前回とは異なる場所から撮られているため、橋の建設の進捗状況や現地の様子がよくわかる。まず気づくのは、図們江(朝鮮名:豆満江)の川幅が狭く、水量が少ないこと。今年北朝鮮は雨が少ないと聞いていたが、そのとおりのようだ。
対岸をみると、集合住宅が見える。今夏は少雨のこの地域も、昨年は豪雨に襲われ、流域の多くの人が被災した。だが、復旧スピードは早く、あっという間に住宅が建った。まるで中国側に見せつけているかのような迅速な仕事ぶりで、中朝国境でも数少ない北朝鮮の様子がそのまま望める南陽の古い町並みを隠してしまった。
友人によると、核実験のあった9月3日はこれまでになくひどいゆれがあったが、「もう慣れた」と苦笑いする。北朝鮮の水産物の輸入を止めた中国政府の制裁は、この先も続くだろうと地元の貿易関係者は気をもんでいるそうだ。
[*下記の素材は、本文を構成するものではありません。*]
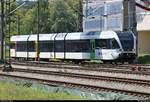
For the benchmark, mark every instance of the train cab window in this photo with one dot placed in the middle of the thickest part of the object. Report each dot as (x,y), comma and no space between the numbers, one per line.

つまり、中国はとりあえず経済制裁はするけれど、北朝鮮との人や物流の往来ルートとなる国境橋の建設は続けている。これをもって中国の制裁は手ぬるい、本気ではないなどと単純に言えるだろうか。むしろ中国人の発想によくある「それとこれとは別の話」ということなのだ。
中朝国境橋の多くはかつて日本の手によって架けられたが、いまでは中国がハイスペックのリニューアルバージョンとして架け変えようとしている。
現在国際列車やトラックが利用する中朝友誼橋(旧橋)に比べ、中朝鴨緑江大橋は2車線で道路も広く、旅客や貨物往来の拡大が期待されていたが…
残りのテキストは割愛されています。